This movie centres on Sam Witwicky (Shia LaBeouf) who unwittingly holds the key to find the Allspark, a source of unlimited power and the cause of the Transformers war. The Autobots had long ago managed to smuggle the Allspark from their home planet and as luck would have it, it ended up on ours. Megatron being the power hungry robot that he is will still stop at nothing to obtain it. Which is bad news for Sam as the Decepticons are a single-minded bunch and the only thing standing in their way is Optimus Prime’s soldiers and a top secret Earth agency.
What surprised me most about this movie is how genuinely funny it is. There are some great one-liners that are delivered with superb comic timing by LaBeouf. Of course there are a few scenes that fall completely flat and might be worth a cringe or two but by and large there’s a healthy dose of comedy to go with the robot busting action.
Every time I see LaBeouf he seems to come up with a winning performance. Here he does a good job of portraying a typical teenager who has to adjust to the shock of finding alien robots appearing from every direction. As he puts it with a casual shrug “I bought a car. Turned out to be an alien robot.” I suspect in other hands his character could have turned out to be a little annoying, instead he turns out to be quite engaging.
I should really mention that the special effects by Industrial Light & Magic are fantastic. The CGI is extremely well done and the robots blend in extraordinarily well with the actors. Michael Bay brings it all together reasonably well in a lengthy package – even though it runs well over two hours I didn’t find myself wishing for the end. The only criticism I have is that at times there are two many characters and plotlines running a little incoherently against each other.
This I feel is where we are let down as it means that most of the characters are a little one-dimensional. For example, Megan Fox doesn’t really have much to work with and is cast almost as the typical ‘stand there and look pretty’ love interest. Unfortunately to some degree the same can be said for the Transformers themselves, except it’s in more of a ‘fight over there and look awesome’ kind of way. The only exception is a couple of the devious Decepticon robots that get to interact mischievously with the cast.
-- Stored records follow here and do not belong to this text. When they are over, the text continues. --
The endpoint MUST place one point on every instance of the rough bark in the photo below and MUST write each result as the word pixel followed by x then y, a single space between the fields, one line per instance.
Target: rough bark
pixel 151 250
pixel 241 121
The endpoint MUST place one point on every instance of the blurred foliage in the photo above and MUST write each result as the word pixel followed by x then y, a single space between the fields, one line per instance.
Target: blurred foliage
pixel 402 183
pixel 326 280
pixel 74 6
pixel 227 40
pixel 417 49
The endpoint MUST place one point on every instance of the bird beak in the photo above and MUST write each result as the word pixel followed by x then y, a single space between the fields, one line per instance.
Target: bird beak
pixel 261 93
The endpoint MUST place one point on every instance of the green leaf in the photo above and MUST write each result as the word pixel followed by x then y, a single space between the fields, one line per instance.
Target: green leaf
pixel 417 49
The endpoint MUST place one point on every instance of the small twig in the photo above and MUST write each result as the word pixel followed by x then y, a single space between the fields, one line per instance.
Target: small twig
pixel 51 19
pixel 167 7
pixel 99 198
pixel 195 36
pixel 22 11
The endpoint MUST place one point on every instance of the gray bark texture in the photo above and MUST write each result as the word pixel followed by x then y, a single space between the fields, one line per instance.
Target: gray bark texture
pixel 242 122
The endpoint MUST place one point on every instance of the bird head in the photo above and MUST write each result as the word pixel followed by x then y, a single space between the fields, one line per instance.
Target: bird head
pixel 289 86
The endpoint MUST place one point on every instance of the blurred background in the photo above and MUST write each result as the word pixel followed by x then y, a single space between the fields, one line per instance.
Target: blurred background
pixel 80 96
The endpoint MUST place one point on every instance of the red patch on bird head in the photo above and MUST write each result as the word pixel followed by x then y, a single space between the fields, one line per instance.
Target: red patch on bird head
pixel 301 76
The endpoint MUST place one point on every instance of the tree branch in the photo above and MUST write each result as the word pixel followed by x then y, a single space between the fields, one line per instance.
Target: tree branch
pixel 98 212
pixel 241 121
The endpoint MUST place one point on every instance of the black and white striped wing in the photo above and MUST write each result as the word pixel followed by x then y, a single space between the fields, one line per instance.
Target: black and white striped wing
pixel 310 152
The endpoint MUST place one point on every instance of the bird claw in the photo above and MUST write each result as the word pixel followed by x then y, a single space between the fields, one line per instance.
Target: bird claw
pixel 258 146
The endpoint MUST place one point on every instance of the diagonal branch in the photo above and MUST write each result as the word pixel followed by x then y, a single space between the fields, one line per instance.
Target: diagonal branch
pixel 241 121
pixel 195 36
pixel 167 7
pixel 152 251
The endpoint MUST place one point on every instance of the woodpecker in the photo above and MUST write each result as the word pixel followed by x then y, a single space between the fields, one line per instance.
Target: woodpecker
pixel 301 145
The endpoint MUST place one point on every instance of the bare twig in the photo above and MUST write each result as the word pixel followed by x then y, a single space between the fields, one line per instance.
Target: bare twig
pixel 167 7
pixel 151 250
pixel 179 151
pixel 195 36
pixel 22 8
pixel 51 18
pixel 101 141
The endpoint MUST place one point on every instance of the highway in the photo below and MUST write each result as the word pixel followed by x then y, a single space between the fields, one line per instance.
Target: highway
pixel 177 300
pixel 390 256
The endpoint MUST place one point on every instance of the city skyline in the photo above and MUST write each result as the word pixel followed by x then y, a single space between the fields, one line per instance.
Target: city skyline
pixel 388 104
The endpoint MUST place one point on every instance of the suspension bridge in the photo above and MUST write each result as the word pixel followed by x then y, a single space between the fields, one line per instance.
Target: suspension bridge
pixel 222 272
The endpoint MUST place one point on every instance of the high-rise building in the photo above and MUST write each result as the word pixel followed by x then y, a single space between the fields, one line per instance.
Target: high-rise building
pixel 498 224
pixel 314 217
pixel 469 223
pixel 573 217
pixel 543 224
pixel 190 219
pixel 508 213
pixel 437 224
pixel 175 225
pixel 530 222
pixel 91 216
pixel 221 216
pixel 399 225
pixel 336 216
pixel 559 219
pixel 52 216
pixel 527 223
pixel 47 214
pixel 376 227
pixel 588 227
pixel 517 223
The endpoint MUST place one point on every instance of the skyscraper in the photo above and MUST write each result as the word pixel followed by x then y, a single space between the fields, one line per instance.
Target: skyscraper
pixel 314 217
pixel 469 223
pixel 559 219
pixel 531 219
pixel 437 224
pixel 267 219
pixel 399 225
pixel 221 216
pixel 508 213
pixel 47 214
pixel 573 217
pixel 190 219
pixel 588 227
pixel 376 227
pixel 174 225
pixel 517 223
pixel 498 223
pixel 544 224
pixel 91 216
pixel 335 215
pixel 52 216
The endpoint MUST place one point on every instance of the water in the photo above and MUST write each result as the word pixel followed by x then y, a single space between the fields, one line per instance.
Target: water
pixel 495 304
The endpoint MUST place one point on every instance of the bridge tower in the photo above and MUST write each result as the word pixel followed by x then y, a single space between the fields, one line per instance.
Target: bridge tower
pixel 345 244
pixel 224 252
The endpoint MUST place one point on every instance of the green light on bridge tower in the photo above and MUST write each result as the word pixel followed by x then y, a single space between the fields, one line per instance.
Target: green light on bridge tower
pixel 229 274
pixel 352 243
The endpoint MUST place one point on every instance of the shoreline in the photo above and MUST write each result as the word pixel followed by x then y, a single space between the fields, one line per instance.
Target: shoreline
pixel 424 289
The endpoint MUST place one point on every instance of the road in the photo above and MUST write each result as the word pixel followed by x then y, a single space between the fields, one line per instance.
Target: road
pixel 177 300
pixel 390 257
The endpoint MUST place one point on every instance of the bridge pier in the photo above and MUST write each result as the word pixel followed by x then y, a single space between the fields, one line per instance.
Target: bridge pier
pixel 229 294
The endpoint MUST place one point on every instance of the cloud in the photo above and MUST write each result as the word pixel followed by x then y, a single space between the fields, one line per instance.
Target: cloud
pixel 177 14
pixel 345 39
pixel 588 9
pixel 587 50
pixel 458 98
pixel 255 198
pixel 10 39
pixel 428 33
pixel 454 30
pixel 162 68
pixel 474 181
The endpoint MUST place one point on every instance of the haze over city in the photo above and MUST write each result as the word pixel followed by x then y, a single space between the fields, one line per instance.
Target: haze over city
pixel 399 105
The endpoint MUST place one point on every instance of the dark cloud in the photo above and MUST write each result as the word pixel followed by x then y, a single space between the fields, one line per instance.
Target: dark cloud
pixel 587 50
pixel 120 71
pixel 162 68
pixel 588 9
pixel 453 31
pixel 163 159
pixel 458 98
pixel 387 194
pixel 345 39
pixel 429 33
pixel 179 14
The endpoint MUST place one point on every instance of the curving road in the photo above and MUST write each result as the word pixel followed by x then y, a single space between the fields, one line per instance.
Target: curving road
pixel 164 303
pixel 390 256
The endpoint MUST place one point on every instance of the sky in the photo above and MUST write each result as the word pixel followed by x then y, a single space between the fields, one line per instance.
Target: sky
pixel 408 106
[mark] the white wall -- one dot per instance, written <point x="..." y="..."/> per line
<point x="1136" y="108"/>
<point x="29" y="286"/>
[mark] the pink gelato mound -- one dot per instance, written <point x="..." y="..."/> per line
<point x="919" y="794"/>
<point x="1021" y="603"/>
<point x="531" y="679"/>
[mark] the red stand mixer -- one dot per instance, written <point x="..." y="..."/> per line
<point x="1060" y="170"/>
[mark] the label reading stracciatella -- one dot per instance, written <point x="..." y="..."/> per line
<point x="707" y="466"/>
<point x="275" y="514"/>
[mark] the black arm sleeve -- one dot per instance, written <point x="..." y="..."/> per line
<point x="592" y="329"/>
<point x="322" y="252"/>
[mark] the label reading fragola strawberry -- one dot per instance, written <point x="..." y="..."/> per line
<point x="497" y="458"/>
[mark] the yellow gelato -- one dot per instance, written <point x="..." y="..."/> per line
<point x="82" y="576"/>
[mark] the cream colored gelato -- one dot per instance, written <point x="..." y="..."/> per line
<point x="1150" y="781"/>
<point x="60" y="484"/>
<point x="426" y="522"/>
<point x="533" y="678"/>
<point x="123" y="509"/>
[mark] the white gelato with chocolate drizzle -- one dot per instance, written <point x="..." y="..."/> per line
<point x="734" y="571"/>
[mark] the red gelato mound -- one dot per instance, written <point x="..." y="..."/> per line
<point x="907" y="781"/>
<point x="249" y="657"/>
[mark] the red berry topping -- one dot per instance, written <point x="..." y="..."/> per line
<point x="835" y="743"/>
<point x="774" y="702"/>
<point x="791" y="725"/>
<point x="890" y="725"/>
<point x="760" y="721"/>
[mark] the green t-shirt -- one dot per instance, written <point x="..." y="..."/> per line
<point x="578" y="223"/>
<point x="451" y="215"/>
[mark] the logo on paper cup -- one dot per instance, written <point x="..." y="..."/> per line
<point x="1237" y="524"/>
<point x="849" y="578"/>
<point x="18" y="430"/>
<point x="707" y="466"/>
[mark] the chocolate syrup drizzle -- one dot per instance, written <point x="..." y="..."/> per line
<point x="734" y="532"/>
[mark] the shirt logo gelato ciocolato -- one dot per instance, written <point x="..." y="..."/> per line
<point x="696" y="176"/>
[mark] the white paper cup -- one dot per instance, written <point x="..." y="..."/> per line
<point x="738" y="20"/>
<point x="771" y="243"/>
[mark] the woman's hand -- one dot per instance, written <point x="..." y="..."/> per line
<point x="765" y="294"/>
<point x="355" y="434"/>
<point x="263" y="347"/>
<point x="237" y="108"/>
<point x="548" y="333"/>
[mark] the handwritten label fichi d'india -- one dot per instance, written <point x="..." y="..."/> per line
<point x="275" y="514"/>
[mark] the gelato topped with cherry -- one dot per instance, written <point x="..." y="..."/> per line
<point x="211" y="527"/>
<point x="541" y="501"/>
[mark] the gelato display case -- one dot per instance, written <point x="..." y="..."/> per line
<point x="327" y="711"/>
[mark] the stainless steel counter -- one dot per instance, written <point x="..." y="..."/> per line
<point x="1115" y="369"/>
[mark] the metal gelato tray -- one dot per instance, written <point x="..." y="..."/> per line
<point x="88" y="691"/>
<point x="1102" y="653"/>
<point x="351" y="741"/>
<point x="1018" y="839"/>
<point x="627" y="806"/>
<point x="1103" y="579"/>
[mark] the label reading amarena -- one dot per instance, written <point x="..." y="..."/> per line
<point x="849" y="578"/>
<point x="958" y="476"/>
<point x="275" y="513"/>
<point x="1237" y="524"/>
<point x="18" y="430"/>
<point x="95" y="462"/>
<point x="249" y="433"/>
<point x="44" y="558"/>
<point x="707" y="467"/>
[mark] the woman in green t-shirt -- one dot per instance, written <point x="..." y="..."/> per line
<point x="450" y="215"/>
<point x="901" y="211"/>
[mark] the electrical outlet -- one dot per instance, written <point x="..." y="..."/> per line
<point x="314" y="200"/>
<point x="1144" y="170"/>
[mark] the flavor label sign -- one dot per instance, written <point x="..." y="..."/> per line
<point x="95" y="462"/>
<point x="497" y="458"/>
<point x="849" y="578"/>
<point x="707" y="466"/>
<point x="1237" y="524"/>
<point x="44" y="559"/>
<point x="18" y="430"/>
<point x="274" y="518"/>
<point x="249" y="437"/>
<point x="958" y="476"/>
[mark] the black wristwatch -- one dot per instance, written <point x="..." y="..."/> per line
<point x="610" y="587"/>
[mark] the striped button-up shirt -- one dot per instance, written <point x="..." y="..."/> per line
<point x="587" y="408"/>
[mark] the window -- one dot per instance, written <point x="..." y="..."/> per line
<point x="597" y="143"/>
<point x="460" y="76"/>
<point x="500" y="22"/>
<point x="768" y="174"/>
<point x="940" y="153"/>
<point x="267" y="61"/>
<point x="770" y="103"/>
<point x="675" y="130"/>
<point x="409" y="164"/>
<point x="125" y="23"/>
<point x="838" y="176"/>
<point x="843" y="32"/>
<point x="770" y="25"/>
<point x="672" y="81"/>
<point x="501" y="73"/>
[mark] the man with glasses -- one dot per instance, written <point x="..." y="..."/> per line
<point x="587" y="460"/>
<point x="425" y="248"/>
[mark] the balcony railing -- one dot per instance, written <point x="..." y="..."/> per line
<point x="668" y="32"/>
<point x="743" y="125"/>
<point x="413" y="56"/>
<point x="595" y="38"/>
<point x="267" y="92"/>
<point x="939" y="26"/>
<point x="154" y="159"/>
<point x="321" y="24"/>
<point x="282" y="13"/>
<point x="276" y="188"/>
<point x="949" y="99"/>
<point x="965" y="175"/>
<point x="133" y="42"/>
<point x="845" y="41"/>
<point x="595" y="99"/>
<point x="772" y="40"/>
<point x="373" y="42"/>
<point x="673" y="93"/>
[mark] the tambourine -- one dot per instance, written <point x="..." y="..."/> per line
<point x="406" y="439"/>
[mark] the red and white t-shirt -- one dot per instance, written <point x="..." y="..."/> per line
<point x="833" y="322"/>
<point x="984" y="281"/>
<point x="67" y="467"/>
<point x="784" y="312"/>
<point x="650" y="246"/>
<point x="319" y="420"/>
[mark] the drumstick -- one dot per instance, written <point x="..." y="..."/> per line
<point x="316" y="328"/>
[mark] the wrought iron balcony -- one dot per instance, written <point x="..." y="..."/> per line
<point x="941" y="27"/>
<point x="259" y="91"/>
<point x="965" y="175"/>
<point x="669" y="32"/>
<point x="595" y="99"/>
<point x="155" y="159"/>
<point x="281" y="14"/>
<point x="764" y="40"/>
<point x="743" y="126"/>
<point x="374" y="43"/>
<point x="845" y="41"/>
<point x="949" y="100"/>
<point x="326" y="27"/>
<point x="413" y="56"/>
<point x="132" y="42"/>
It’s really left to LaBeouf and the special effects to carry it all through to the end. Not that it really matters. A lot of what’s put in front of you is fun to watch and it’s easy to let it wash over you. After all, this is an action blockbuster that’s looking to hit as wide an audience as possible. I have to say Transformers pleasantly surprised me. The kind of film that brings memories charging back from my childhood tends to fill me with dread, but this was well done. I don’t think any Transformers fan (young or old) will be complaining too much about this one. It’s very enjoyable and a lot of fun to watch.
There are two editions of the DVD that you can get – the first is a no frills version that simply has the movie and nothing else. It’s cheaper and is for those who just want an entertaining movie to watch. The second is a two-disc special edition and is a must buy for Transformers fans. Disc one has the movie and a Michael Bay commentary track, but it’s disc two where all the goodies are. There are three broad themes covered in over two hours of footage – Our World: primarily concerned with the production of the film; Their War: all about the robots, Hasbro and the work of ILM; More Than Meets The Eye: this is a behind-the-scenes look at the battle between the robot scorpion and the soldiers in the desert.